Analyse de l'impact des contraintes*
| Contrainte | (~) % d'impact sur les prévisions de TCAC | Pertinence géographique | Horizon temporel de l'impact |
|---|---|---|---|
| Chaîne du froid et entreposage limités | -1.8% | Zones rurales d'Afrique subsaharienne | Court terme (≤ 2 ans) |
| Coût initial plus élevé par rapport aux produits de synthèse | -1.4% | Régions de petits exploitants à travers l'Afrique | Moyen terme (2-4 ans) |
| Pertes de viabilité des spores dues à l'exposition solaire | -0.9% | Sahel et Afrique de l'Est | Court terme (≤ 2 ans) |
| Barrières phytosanitaires transfrontalières | -0.7% | Corridors commerciaux de la CEDEAO, de la CAE | Long terme (≥ 4 ans) |
| Source: Mordor Intelligence | |||
Chaîne du froid et entreposage limités pour les produits biologiques
Le stockage réfrigéré ne couvre que 15 % des chaînes d'approvisionnement agricoles africaines, exposant les bioproduits sensibles à la température à des conditions supérieures à 25 °C qui réduisent la viabilité microbienne de 40 à 60 %. L'Union africaine estime qu'un investissement de 2,8 milliards USD est nécessaire pour combler ce déficit. Les marges commerciales augmentent car les distributeurs doivent financer le transport réfrigéré ou risquer l'échec du produit. Les agriculteurs contraints d'acheter des produits dégradés perdent confiance, ralentissant les achats répétés. Les projets pilotes de chaîne du froid en cours restent limités par rapport aux besoins, freinant l'expansion du marché à court terme.

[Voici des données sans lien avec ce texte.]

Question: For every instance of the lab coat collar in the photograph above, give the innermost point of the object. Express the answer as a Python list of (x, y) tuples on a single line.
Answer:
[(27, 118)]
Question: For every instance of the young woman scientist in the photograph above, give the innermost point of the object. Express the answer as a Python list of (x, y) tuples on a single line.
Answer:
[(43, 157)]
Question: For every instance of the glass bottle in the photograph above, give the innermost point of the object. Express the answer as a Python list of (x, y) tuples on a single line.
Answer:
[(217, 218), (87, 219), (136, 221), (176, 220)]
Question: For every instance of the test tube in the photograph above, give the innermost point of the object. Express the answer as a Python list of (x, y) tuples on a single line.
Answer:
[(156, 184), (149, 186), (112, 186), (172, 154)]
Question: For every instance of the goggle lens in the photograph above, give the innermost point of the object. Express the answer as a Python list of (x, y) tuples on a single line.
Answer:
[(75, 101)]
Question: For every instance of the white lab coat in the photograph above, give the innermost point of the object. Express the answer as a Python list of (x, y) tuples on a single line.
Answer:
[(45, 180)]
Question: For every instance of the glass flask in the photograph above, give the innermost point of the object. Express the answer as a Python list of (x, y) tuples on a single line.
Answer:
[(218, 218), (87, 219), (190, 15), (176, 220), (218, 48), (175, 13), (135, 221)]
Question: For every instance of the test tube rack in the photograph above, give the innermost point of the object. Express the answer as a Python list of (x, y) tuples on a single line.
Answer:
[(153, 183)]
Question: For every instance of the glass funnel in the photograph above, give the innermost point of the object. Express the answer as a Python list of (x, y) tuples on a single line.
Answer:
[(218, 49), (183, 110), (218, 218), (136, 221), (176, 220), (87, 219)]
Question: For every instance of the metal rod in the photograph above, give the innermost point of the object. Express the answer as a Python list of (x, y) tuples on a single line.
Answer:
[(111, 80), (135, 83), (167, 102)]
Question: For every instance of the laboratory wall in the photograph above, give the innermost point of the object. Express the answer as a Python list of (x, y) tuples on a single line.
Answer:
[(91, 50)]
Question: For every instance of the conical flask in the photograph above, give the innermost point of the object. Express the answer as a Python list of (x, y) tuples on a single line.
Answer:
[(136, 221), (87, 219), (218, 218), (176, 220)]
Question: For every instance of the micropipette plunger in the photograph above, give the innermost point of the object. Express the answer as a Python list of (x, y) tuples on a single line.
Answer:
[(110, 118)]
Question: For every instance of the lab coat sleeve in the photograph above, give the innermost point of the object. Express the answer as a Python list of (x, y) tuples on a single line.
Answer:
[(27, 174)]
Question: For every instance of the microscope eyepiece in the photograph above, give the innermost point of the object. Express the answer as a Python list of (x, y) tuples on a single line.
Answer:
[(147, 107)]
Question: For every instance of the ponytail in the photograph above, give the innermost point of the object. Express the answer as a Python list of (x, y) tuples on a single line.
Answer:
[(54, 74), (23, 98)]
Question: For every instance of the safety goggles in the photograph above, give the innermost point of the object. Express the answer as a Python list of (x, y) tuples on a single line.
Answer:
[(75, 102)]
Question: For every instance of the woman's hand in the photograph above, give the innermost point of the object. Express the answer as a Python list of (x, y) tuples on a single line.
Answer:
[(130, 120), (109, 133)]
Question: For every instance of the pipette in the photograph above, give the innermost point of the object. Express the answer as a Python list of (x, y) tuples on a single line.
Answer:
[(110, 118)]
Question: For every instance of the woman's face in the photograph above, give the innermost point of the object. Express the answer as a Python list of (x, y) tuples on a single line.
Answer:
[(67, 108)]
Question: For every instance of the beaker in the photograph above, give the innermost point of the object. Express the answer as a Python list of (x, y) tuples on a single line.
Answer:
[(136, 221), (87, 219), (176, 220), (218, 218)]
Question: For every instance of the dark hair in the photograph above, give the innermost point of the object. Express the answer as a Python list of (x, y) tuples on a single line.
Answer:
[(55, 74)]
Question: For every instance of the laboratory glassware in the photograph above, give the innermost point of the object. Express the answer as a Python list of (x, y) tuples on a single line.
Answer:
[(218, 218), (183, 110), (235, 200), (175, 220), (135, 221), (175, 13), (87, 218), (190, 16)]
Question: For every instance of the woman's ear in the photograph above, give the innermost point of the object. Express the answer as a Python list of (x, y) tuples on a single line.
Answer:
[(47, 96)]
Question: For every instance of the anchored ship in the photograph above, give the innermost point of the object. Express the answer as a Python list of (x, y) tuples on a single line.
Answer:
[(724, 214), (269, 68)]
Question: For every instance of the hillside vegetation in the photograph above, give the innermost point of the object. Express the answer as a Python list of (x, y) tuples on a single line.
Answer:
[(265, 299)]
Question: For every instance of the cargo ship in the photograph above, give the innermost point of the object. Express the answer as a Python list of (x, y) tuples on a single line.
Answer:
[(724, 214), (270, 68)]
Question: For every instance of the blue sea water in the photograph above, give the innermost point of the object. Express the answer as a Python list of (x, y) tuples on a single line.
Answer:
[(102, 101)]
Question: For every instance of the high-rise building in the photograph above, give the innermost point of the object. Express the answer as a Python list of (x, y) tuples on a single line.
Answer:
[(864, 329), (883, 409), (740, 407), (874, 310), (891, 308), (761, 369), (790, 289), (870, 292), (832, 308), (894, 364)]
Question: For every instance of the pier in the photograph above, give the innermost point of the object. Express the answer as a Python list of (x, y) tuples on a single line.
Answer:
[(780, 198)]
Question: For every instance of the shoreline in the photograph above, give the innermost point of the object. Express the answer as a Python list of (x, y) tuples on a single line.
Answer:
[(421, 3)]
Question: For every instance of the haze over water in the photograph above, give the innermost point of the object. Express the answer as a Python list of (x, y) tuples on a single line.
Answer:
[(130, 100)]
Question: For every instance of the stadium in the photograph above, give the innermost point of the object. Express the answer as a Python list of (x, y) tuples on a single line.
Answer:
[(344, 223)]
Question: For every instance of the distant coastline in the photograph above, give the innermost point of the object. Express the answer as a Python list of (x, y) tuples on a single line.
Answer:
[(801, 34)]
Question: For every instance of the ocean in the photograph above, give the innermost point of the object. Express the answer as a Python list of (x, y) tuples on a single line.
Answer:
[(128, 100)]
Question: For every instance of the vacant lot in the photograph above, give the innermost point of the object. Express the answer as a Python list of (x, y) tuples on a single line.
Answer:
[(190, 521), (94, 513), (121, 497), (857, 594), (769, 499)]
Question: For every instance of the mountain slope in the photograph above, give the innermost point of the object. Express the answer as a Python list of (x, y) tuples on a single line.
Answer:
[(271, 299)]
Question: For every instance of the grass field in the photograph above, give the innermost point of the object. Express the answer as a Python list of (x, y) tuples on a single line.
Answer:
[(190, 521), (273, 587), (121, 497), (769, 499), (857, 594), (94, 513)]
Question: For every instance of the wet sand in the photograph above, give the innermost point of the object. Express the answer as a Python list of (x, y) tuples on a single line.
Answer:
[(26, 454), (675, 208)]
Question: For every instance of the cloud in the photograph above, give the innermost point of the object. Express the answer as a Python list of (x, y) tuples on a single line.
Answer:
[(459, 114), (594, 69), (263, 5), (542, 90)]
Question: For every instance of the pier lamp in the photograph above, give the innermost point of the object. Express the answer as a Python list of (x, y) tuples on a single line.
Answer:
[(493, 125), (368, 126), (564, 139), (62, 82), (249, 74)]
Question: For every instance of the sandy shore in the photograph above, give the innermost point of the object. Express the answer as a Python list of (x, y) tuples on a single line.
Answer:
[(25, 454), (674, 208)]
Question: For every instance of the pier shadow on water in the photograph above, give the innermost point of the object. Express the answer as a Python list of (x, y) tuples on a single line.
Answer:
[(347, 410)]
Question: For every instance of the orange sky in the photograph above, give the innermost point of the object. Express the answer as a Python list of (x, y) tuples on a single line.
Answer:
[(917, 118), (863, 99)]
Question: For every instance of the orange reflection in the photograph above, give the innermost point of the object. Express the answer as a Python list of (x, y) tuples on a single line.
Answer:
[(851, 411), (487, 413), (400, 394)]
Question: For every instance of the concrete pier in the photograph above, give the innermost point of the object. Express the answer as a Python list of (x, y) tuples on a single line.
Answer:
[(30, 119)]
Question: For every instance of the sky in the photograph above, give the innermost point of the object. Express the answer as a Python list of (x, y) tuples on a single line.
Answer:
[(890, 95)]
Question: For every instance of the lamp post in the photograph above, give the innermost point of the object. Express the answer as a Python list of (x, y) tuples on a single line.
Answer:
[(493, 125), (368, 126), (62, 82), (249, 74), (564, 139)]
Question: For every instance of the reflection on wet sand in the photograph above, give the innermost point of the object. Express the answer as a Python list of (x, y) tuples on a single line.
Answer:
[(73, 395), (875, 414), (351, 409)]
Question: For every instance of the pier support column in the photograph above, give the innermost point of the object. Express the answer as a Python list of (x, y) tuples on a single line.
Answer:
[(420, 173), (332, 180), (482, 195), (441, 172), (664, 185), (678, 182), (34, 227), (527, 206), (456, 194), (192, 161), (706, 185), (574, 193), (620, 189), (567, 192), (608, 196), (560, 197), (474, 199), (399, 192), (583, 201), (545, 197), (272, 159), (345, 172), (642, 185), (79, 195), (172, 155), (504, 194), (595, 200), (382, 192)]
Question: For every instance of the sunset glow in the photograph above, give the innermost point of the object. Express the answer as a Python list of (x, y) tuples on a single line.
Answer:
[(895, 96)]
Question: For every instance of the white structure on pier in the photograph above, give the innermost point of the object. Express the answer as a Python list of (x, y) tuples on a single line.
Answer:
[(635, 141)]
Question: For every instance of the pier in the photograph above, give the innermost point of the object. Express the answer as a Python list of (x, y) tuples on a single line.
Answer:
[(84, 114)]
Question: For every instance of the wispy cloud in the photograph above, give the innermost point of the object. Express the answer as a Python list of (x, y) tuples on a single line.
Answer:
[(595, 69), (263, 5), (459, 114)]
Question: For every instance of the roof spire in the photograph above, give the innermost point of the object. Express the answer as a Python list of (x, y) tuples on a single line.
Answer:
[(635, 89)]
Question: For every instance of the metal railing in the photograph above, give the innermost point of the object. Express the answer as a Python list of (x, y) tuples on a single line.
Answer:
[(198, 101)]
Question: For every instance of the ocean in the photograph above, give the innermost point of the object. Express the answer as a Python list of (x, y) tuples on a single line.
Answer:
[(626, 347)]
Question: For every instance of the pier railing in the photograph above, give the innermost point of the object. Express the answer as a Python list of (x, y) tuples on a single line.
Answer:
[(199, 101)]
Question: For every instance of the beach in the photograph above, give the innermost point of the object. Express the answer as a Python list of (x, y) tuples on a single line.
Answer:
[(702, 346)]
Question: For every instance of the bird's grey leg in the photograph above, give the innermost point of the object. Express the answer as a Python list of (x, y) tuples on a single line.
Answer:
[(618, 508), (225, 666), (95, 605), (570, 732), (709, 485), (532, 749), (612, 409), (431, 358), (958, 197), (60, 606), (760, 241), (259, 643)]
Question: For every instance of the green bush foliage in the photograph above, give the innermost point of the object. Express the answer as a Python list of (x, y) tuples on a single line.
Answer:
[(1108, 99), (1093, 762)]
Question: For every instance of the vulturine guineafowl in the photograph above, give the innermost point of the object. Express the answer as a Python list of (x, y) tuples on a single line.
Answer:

Coût initial plus élevé par rapport aux produits de synthèse
Les biopesticides coûtent 130 à 150 % de plus par hectare au détail, mettant à rude épreuve la trésorerie des petits exploitants opérant avec de faibles marges. Les taux de défaut de remboursement de microfinancement sur les prêts d'intrants biologiques dépassent ceux des produits de synthèse de 25 %, décourageant les prêteurs. Malgré des gains à long terme en matière de santé des sols, les réponses immédiates en termes de rendement varient, créant un risque perçu. Les programmes nationaux de bons ne couvrent que 20 % des petits exploitants en raison de contraintes budgétaires, de sorte que les écarts de prix persistent. Jusqu'à ce que la production localisée et les économies d'échelle arrivent à maturité, la sensibilité au prix freinera l'élan d'adoption.
*Nos prévisions considèrent les impacts des moteurs et des contraintes comme directionnels et non additifs. Les prévisions d'impact reflètent la croissance de référence, les effets de composition et les interactions entre variables.
Analyse des segments
Par forme : les biofongicides consolident leur position de leader
Les biofongicides ont représenté 50,96 % de la part du marché des biopesticides en Afrique en 2025 et devraient afficher un TCAC de 10,85 % jusqu'en 2031, soulignant leur domination dans la lutte contre la pourriture noire du cacao et le mildiou de la tomate dans les zones humides. La taille du marché des biopesticides en Afrique liée aux biofongicides a atteint 90,51 millions USD en 2025, reflétant une adoption généralisée dans les clusters floriculturaux du Kenya où les formulations à base de Trichoderma suppriment les épidémies de Botrytis. La poursuite des approbations de produits en Égypte et au Ghana laisse entrevoir une expansion régulière des volumes à mesure que les agriculteurs recherchent la certification sans résidus.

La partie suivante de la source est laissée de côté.